A good home treadmill can cost up to $5,000 and will likely be the most expensive piece of exercise equipment you’ll ever buy. Why so much money to run in place? Companies that make the best treadmills install the highest grade of parts and components available, including expensive motors, safety and comfort features, and long-lasting decks. Your treadmill’s components have to be able to withstand a terrific beating – more than 1,000 foot strikes per mile of running. With the price of a high-end treadmill, you should get a machine that is absolutely durable, with a longer, more complete warranty that reflects its superior quality.

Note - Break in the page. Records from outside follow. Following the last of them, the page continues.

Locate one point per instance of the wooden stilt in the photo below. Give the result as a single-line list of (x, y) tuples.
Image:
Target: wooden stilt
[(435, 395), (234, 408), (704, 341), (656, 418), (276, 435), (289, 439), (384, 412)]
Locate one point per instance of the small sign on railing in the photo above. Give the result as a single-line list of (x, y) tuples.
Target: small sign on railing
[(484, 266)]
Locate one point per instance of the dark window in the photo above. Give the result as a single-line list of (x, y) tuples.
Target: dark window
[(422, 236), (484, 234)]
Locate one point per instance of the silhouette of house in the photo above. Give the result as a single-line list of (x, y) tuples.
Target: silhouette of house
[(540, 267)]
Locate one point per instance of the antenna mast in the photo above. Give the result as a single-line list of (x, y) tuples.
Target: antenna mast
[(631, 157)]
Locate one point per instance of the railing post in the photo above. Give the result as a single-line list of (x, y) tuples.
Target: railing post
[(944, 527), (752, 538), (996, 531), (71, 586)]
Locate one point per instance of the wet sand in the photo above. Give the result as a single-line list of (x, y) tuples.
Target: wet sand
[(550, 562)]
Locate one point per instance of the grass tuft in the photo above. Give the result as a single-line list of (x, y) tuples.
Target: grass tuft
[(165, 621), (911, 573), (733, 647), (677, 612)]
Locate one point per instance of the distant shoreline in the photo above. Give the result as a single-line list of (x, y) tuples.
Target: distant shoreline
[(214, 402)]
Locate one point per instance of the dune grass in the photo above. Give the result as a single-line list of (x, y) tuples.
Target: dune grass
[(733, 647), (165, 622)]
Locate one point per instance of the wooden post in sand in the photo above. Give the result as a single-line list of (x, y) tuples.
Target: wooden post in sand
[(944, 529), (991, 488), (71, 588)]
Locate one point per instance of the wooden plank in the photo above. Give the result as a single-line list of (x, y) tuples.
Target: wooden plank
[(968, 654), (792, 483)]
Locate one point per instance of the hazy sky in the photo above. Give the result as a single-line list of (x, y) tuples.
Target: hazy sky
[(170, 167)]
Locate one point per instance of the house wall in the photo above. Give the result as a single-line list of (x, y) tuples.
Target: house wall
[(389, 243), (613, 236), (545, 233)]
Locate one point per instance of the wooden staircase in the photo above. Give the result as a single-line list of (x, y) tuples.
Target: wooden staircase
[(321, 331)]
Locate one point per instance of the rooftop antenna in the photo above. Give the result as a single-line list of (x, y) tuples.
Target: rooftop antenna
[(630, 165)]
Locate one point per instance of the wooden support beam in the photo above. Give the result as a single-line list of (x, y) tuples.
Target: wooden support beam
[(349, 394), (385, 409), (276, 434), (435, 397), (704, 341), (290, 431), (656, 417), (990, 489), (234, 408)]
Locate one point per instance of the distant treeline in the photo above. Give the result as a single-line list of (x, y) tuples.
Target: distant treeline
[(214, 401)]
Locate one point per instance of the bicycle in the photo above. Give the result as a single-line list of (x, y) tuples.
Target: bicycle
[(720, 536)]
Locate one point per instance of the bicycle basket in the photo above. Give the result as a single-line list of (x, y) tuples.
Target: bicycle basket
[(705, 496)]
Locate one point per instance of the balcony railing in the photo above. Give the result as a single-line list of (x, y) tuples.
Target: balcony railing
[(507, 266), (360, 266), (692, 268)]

How low can you go? Generally, $1,000 is the line of demarcation between good and poor quality in a home treadmill. Below $1,000, you’re getting a ‘disposable’ treadmill, meaning if it breaks down, it’s not worth fixing. Most independent reports we’ve read and retailers we’ve talked to agree with the $1,000 cutoff.
Do your research – For most people, a treadmill is going to be an expensive purchase so when looking to buy a treadmill, try to treat the task as a research project and do your homework. Endeavor to gather as much information about the various models of treadmills that are available and what the various specifications and features mean and which you think that you will require.